With the global energy transformation defining the energy landscape and world economies, fossil fuel will still account for 53 per cent of the world energy demand even up to 2040.

This was made known by the Chief Executive Officer, Seplat Petroleum Development Company Plc, Austin Avuru, while speaking on a panel session at the 2019 workshop hosted by Petroleum Technology Association of Nigerian (PETAN) at the Offshore Technology Conference (OTC), with the theme: ‘Global Energy Transformation – The Effect and Future of the African Oil Industry and Economy’ in Houston Texas, United States.

According to him, “Even up to 2040, fossil fuel will account for 53 per cent of the world energy demand. So what we are seeing today is a gradual decline in the total contribution of fossil fuel to the energy mix over time.
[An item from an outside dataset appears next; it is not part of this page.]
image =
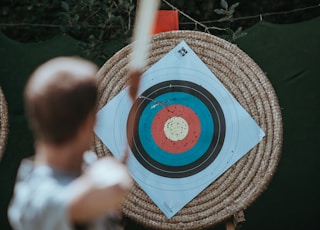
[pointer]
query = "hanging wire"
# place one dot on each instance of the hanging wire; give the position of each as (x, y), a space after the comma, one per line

It is not an overnight elimination of fossil fuel.

Speaking further, Avuru noted that the global trend in energy supply would seem to suggest an alarmist way, adding that, “The impression is generally given that the world is fighting a spirited battle to make sure that fossil fuel becomes irrelevant; and in that context, for countries like Nigeria that are endowed with fossil fuel, some people seem to be saying Nigeria is going to wake up one day and find out there is no use for its crude oil and natural gas.

“This impression also suggests that Nigeria will become a worthless country because its fossil fuel endowment will become completely useless to the world.”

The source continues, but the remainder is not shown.